Den Verkehr haben wir schon, künftig haben wir allerdings auch einen Nutzen davon. Da wir momentan auf der Fahrtstrecke zwischen den beiden Standorten Hungen und Rosbach liegen und alle LKW unsere Gemeinde passieren, ist der zu erwartende Verkehr schon längst da. Das hat man nicht oft, dass man ein Logistikzentrum ansiedeln kann, ohne die Verkehrsbelastung deutlich und spürbar zu erhöhen.“

Ein weiteres Gegenargument ist der Landverbrauch – es werden immerhin 30 ha Ackerboden umgenutzt. „Wir haben in der Wetterau hervorragende Böden. Auch in diesem Bereich gibt es sehr gute Bodenqualitäten, allerdings auch einige weniger gute, denn teilweise sprechen wir von ehemaligem Bergbaugebiet.

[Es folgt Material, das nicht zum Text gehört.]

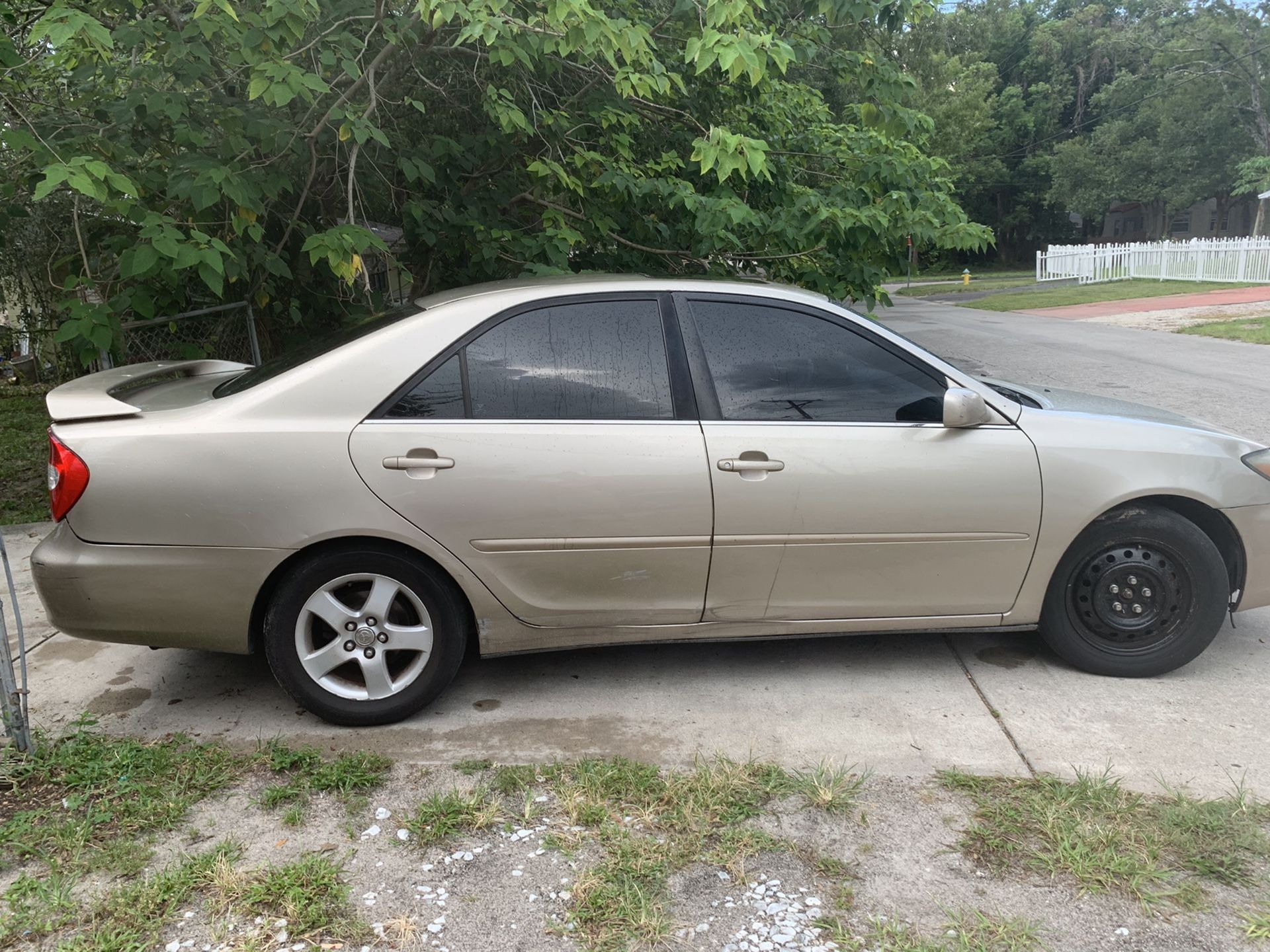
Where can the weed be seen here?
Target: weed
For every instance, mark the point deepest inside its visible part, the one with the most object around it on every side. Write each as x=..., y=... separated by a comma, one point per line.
x=37, y=905
x=131, y=917
x=305, y=772
x=1089, y=294
x=621, y=900
x=515, y=778
x=308, y=892
x=1256, y=922
x=980, y=932
x=444, y=815
x=733, y=846
x=831, y=787
x=85, y=797
x=1155, y=850
x=1254, y=331
x=23, y=452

Diese Flächen stehen der Landwirtschaft künftig nicht mehr zur Verfügung und ich verstehe, dass dies kritisch gesehen wird. Man muss es aber auch einordnen: In Wölfersheim gibt es momentan über 2.950 ha Ackerfläche und für dieses Projekt werden wir 30 ha benötigen. Durch die REWE-Ansiedlung werden also rund 1 % der Ackerflächen in der Gemeinde wegfallen.

Auf der Habenseite stehen dem über 550 Arbeitsplätze und 20 Ausbildungsplätze gegenüber. Es ist die Aufgabe der Politik die Vorteile und Nachteile eines solchen Vorhabens abzuwägen. Aus meiner Sicht wäre es fahrlässig, diese große Chance für unsere Gemeinde nicht zu nutzen.“

Darf man sich über Arbeitsplätze freuen, die in Rosbach und Hungen wegfallen?

Die mindestens 550 Arbeitsplätze und 20 Ausbildungsplätze, die REWE zugesagt hat, entstehen nicht neu, sondern werden von Hungen und Rosbach nach Wölfersheim verlagert. „Zunächst mal ist das eine sehr gute Nachricht, denn es bedeutet, dass niemand durch den Umzug seinen Arbeitsplatz verliert. Deshalb war der REWE-Betriebsrat auch für den Standort Wölfersheim, der ziemlich zentral zwischen den beiden aktuellen Standorten liegt.“ erläutert Kötter.

„Klar ist aber auch, dass durch die natürliche Fluktuation, das heißt durch Renteneintritt, Wegzug oder Jobwechsel, schnell Arbeitsplätze frei werden und sich somit Möglichkeiten für Wölfersheimer und Bürger aus der Umgebung bieten, wohnortnah einen Arbeitsplatz zu erhalten. Die Unternehmen MAHLE, Frank und Hinnerbäcker haben auch alle Mitarbeiter mitgebracht, als sie ihren Standort nach Wölfersheim verlagert haben.

Aber wenn man heute durch die Werkshallen geht, sieht man überall bekannte Gesichter. Nicht zu vernachlässigen sind auch die 20 Ausbildungsplätze. Wir haben mit der Singbergschule die größte Schule der Wetterau in Wölfersheim. Wir müssen auch dafür sorgen, dass die dortigen Abgänger eine Arbeits- und Lebensperspektive bei uns erhalten.“

Der Rathauschef ergänzt: „Außerdem wird REWE die Lager in Rosbach und Hungen anderweitig nutzen, so dass dort weitere Arbeitsplätze entstehen werden. Unterm Strich ist das Vorhaben definitiv ein Gewinn für unsere Region und unsere Gemeinde!“

Infobox 1:

Wie hat sich die Gemeindevertretung bislang mit dem Thema beschäftigt?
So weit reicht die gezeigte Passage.